The firm, which invested in the Series A round of omni-channel personal care company Honasa, which owns and operates Mamaearth and its house of brands, in 2018, saw a significant return on its investment. The firm made Rs 800 crore in cash from its initial investment of Rs 25 crore, and continues to hold unsold stake in the company. 

“The first wave of companies took 15 years to exit or do an IPO. We invested in Mamaearth in the middle of 2018 and it went public in 2023. So, in five years, from our Series A. That timeline is compressing and hopefully, five to seven years is the right time of a good outcome going public. But if you are a venture firm, the 10-year window from entry to exit will stay,” added Chowdhri. 

While Stellaris itself has been a sector agnostic early-stage firm, Chowdhri added that there was a need for specialists. 

“We have seen the amount of capital going up, and with this, the number of more specialised strategy funds will come up. They need to operate with a special stage or sectors which are coming up, as compared to generalists,” said Lahoty.

As the number of funds grow, the next five years will also see the rise of more India-specific late-stage funds for investments in Series D and onwards.

Factors shaping strategy

The opportunities for investors have also expanded in proportion with the depth of the Indian market, leading to a shift in venture strategy. As the ecosystem matures, venture firms are increasingly focusing on niche investment strategies tailored to specific sectors, stages of growth, and quality entrepreneurs, says Ritesh Banglani, Partner at Stellaris.

“By the time we started in 2017, we were able to focus only on tech-led investments in the seed and Series A stage in India because the opportunities in the space are large enough,” said Banglani. 

He added that Stellaris’ strategy keeps the tenets of focus, discipline, and depth. “The advantage of doing only one thing is you get to do it well. It allows us to be disciplined about our portfolio, doing seven to eight deals a year consistently, across the highs of 2021 and relatively lows of 2023–this has happened because the quality of entrepreneurs coming each year has improved,” added Banglani. 

Stellaris has been able to build sector expertise in key sectors of the economy over the years as deal flow continues to be steady. 

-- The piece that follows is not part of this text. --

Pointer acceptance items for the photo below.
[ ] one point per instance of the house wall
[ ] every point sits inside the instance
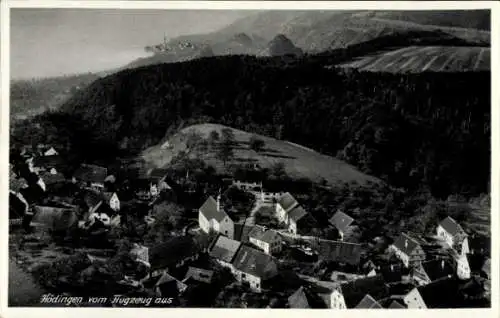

Domestic capital and the India opportunity

With the growth in opportunity, the share of domestic capital has grown in new asset classes beyond real estate and gold. Apart from domestic capital playing a key role in investments in private companies, the appetite for India as an investment destination for global capital has been on the rise. 

“We have been pitching to LPs (Limited Partners) who invest in venture capital funds actively for 10-11 years and outside of the US, India is the only viable venture market. China was big, but it has taken a backseat. For people looking to diversify out of the US market, India is the only option,” said Goyal. He added that a stable policy framework, growth in the underlying economy, work on Digital Public Infrastructure (DPI), and the young demographic makes India the perfect investment destination. 

As the Indian startup ecosystem matures, bolder bets are being taken to build global businesses out of India, said Goyal. 

Stellaris’ investment in Dashtoon.ai, a Gen AI-led content creation platform, and Kombai, an AI platform for UI developers, both based out of San Francisco, point to the increasing focus on global markets. 

With these new businesses, the appetite for risk has been on the rise when it comes to startup ideas as well as capital to back these concepts. 

“When we invest, 80% to 90% bets don’t work. Ours is a high-risk bet. As repeat entrepreneurs have come into India, as product orientation has grown, as technology democratisation happened in the world and as late-stage capital has come, bolder bets are being taken,” added Goyal.

With these factors at play, India’s future as a repeat market capable of returning capital through meaningful exits remains stable in the times ahead.